If you’ve downloaded the file having suffix .sha512
, you can check the
SHA512 message digest of the files before installing as follows:
sha512sum -c --ignore-missing libhpk*.sha512
And then, if everything is OK,
for f in libhpk*.tar.lz; do tar -x --lzip -f $f -C /opt/libhpk0; done
By the way, if you’ve downloaded the sha512
files from the same place you got
the installation files themselves, then you’re not accomplishing very much.
Building an example AVX2 application#
First, install Hpk. Let’s suppose you have root privilege and install in
/opt/libhpk0
.
In the following instructions, we will specify this installation directory,
but you should change it as necessary.
Now in your home directory (or anywhere you like) create a file named
example.cpp
with the following contents:
#include <complex>
#include <vector>
#include <iostream>
#include <hpk/fft/makeFactory.hpp>
int main() {
auto factory = hpk::fft::makeFactory<float>();
auto fft = factory->makeInplace({4}); // Four points
std::vector<std::complex<float>> v = {7.0f, 0.0f, 0.0f, 0.0f};
std::cout << "Time:";
for (const auto& point : v) std::cout << ' ' << point;
std::cout << '\n';
fft->forward(v.data()); // Compute the FFT!
std::cout << "Freq:";
for (const auto& point : v) std::cout << ' ' << point;
std::cout << '\n';
}
Using a compiler directly#
To build the executable myexample
and run it, type the following two
commands:
c++ -std=c++17 -DHPK_HAVE_FFT_AVX2_FP32 -I/opt/libhpk0/include \
-L/opt/libhpk0/lib -Wl,-rpath=/opt/libhpk0/lib example.cpp \
-lhpk_fft_avx2_fp32 -lhpk_core -ldl -o myexample
./myexample
Using cmake, make, and a compiler#
In the same directory as example.cpp
, create a file named CMakeLists.txt
with the following contents:
cmake_minimum_required(VERSION 3.18)
project(MyProject LANGUAGES CXX)
set(CMAKE_CXX_STANDARD 17)
find_package(Hpk CONFIG)
add_executable(myexample example.cpp)
target_link_libraries(myexample PRIVATE hpk::fft_avx2_fp32)

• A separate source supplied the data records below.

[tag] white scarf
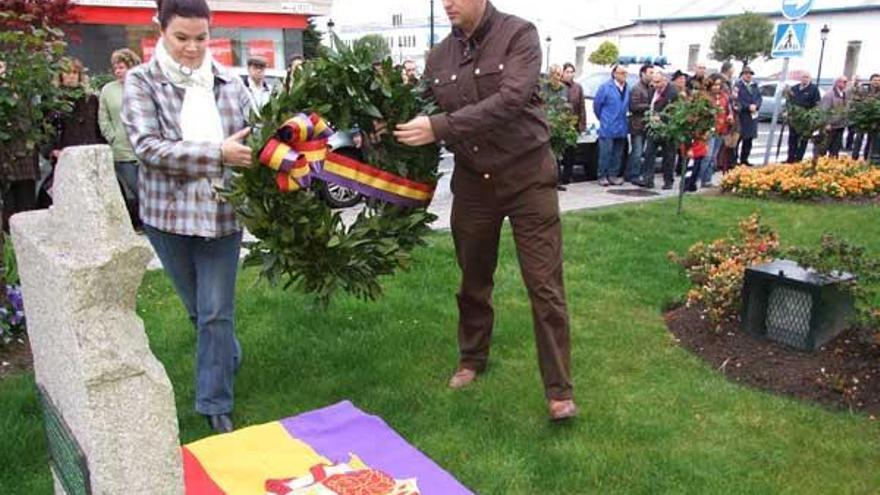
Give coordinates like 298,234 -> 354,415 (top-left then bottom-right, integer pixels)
154,38 -> 224,144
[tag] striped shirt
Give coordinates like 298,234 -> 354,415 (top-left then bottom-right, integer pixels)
122,58 -> 253,238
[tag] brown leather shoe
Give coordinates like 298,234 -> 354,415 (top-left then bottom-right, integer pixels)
548,399 -> 578,421
448,368 -> 478,389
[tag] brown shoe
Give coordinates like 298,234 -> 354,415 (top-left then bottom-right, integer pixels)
448,368 -> 478,389
548,399 -> 578,421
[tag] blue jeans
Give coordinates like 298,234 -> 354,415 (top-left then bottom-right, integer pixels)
625,133 -> 645,182
114,161 -> 138,201
598,137 -> 626,180
144,225 -> 243,415
703,137 -> 723,185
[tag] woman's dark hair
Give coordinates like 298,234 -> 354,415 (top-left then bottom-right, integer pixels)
156,0 -> 211,29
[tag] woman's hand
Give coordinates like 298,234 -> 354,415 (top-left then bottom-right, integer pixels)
221,127 -> 253,168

Now, to create the subdirectory mybuild
and initialize the build system, then
build myexample
, and then run it, type the following three commands:
cmake -S . -B mybuild -D Hpk_DIR=/opt/libhpk0/lib/cmake/hpk
cmake --build mybuild
mybuild/myexample
You should change the directory path above to match your local installation.
The find_package()
looks for the file HpkConfig.cmake
in the directory
specified by Hpk_DIR
.
In particular, Linux/AArch64 typically uses lib64
instead of lib
.
(And, of course, you want to link with hpk::fft_sve256_fp32
, not avx2
.)